O grupo de investigação da UCIBIO, na Faculdade de Ciências Tecnologia da Universidade Nova de Lisboa (FCT-NOVA), liderado por Cecília Roque, demonstrou que "a gelatina pode ser mais do que um alimento", num estudo publicado hoje na revista científica Materials Today Bio.
Um comunicado da FCT-NOVA explica que, "no olfato, os compostos voláteis, que compõem os odores, ligam-se a proteínas olfativas presentes no nariz. Estas ligações resultam em sinais elétricos que são enviados para o cérebro, onde ocorre um reconhecimento de padrões e a consequente identificação do odor" e adianta que "o nariz eletrónico é um dispositivo que deteta gases imitando o sentido do olfato e espelhando a orquestra biológica de proteínas olfativas e os processos de computação cerebral usados no reconhecimento de odores, através da combinação de sensores químicos com inteligência artificial".

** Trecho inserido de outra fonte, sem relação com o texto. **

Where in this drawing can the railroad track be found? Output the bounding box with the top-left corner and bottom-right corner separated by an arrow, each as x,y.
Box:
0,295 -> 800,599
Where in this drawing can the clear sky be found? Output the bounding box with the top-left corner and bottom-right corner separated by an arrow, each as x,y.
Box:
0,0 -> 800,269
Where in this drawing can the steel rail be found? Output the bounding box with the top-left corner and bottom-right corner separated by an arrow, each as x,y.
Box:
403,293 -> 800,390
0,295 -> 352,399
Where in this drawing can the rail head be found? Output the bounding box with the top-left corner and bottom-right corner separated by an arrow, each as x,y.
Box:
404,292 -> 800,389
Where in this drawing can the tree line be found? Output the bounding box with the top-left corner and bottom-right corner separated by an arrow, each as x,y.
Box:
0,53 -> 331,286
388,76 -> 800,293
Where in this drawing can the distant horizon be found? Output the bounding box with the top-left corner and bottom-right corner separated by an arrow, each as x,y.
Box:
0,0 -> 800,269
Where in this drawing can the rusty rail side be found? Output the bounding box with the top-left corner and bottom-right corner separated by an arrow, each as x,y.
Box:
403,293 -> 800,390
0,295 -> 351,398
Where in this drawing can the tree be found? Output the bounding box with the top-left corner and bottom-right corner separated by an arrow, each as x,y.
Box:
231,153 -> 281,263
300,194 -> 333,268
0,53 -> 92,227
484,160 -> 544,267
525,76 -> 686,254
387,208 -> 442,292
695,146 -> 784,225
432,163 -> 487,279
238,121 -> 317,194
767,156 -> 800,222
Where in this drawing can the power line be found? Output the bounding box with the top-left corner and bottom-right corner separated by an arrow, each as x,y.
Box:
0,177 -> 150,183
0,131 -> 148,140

Os narizes eletrónicos convencionais "usam materiais metálicos semicondutores e polímeros sintéticos para a deteção química, estando associados a uma baixa seletividade e a uma elevada pegada de carbono", mas o grupo de investigação liderado por Cecília Roque introduziu o conceito de "géis formados por uma combinação de gelatina com cristais líquidos", como os existentes nos ecrãs LCD dos televisores e telemóveis, resultando num "material ótico que é ativado por estímulos externos como odores".

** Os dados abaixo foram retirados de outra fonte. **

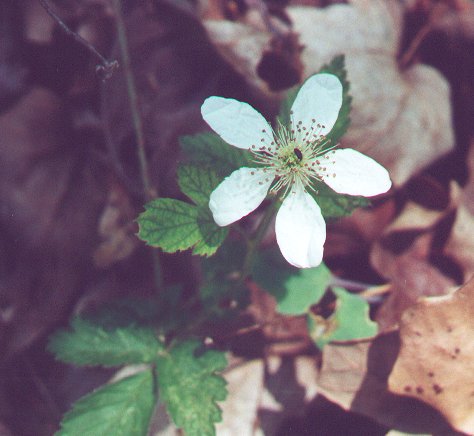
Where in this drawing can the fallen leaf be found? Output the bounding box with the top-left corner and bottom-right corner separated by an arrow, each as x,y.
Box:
247,283 -> 311,355
445,141 -> 474,281
388,280 -> 474,434
203,0 -> 454,185
317,333 -> 458,434
370,187 -> 457,331
371,233 -> 455,331
288,0 -> 454,185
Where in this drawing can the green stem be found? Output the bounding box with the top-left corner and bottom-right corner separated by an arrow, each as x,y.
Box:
114,0 -> 157,200
241,193 -> 281,281
114,0 -> 163,289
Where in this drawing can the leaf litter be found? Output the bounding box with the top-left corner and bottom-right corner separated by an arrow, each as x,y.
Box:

"Ao criar um classificador automático de odores, baseado em algoritmos de inteligência artificial, o estudo publicado mostra que estes géis conseguem distinguir compostos voláteis com estruturas muito semelhantes, como a acetona e o etanol", explicam os investigadores citados no comunicado.
"Os cristais líquidos estão ordenados nos géis. Na presença de compostos voláteis essa organização é alterada, produzindo sinais óticos típicos de cada odor, tal como uma impressão digital", explica no comunicado Carina Esteves, uma das principais autoras do estudo.

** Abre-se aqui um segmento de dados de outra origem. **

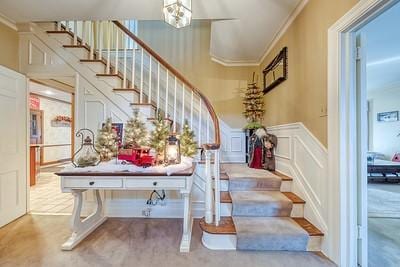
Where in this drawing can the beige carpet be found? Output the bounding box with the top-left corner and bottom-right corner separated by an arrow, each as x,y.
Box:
0,215 -> 334,267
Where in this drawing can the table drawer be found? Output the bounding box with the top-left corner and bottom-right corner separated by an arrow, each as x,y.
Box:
64,178 -> 122,188
125,178 -> 186,189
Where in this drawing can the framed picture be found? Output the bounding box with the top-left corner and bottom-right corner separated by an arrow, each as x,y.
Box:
378,111 -> 399,122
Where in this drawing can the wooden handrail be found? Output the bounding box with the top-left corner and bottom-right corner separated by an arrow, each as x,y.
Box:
113,20 -> 221,150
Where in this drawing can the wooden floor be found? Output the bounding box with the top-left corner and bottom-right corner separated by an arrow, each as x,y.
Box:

Gonçalo Santos, outro dos principais autores, acrescenta que "para aplicar algoritmos de inteligência artificial a estas impressões digitais de odores e construir um classificador automático, foi preciso primeiro de ensinar o nariz eletrónico a reconhecer os sinais de cada odor. Assim, quando o sistema é exposto a uma amostra desconhecida, consegue identificar com bastante precisão qual é o odor".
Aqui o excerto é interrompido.